This post in response to a post on Forbes.com called 8 Ways Business School Can Be an Incubator for Your Startup. @UWVelocity asked me to share my thoughts so here it is.
I’m glad that business school worked out so well for the entrepreneur that wrote that post, and I agree that a lot can be gained from attending business, but I don’t think it’s the best thing to do when starting a company. In fact, my advice to anyone who’s serious about entrepreneurship would be to drop out of college immediately (unless maybe they’re at an ivy league school).
The author outlines eight benefits of business school, which I agree are benefits, but I can think of cheaper and more effective ways accomplishing all of them. Her list includes:
- Sounding board for ideas
- Beta customers
- Business school competitions
- Industry connections
- “Spin on the point of view” (or knowledge)
Rather than taking on the excessive amounts of debt that’s required to go to business school, I would start by moving to a populated area with a great startup community. NYC or Silicon Valley. I live in NYC, so I’ll speak for NYC, but I’m sure it’s the same in Silicon Valley and probably some other cities like Boulder, Austin, etc.

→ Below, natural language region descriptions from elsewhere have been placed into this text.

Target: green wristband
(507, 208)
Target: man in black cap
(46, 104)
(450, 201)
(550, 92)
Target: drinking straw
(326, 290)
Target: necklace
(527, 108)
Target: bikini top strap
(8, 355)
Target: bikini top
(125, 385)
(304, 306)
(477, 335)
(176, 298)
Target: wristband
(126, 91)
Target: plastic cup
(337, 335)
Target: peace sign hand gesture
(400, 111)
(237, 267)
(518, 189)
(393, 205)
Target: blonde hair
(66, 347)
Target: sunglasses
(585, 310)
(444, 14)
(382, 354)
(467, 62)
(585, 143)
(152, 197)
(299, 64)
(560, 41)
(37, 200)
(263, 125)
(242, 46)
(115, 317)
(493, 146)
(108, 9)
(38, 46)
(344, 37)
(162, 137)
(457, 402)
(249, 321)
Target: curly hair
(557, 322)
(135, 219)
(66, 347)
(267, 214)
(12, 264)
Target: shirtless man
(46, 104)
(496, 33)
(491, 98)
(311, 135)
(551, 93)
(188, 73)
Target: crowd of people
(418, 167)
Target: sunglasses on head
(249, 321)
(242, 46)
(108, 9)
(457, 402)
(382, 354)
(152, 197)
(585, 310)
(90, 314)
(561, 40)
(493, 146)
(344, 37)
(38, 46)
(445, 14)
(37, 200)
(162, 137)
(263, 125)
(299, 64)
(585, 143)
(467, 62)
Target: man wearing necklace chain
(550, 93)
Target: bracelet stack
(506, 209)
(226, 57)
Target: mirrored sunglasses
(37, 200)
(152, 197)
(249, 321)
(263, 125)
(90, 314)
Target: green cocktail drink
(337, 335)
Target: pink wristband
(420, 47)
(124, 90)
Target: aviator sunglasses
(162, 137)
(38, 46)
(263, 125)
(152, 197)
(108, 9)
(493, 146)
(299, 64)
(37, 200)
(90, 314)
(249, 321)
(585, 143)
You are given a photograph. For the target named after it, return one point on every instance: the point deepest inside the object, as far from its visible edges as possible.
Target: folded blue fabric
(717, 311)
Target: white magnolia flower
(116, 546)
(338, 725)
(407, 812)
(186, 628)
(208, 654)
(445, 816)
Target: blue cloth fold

In NYC there are events, classes, lectures, pitch events, meetups, etc. pretty much every night. Often times I’m forced to decide between two or more awesome events happening each night. These events are populated by entrepreneurs, startup employees, investors, and aspiring entrepreneurs. The people there can be great sounding boards for ideas, teammates, advisors, and investors. I met the Founder of my company at a conference and I’ve met multiple potential hires for the company at various events.
Finding beta customers in the age of the interweb is easier than ever and in NYC you can find almost any demographic of people If you’re customers are college students, I’d walk onto the NYU or Columbia campus.
Instead of business school competitions, startups can apply to pitch at one of the many public pitch events, network into meetings with investors, use Angellist, or use ohours.org to “refine your business model and begin discussions with VCs or angel investors.”
NYC is filled with large companies, including but not limited to financial services, media and fashion. Networking and cold reach outs can get you meetings with these people.
Lastly, to learn, there are tons of Skillshare classes, many taught by awesome entrepreneurs and investors most nights of the week. Udemy and other similar sites have great videos and online courses that are cheap and effective and don’t require you to attend in person. Lean Startup Machine does classes and seminars that I would highly recommend entrepreneurs and aspiring entrepreneurs attend. Managing a startup is much different than managing a large company and it requires unique knowledge and skillsets. Even blogs and books can be great cost and time-effective resources.
Yes, business school can be a great option for entrepreneurs, but I don’t think it’s the best.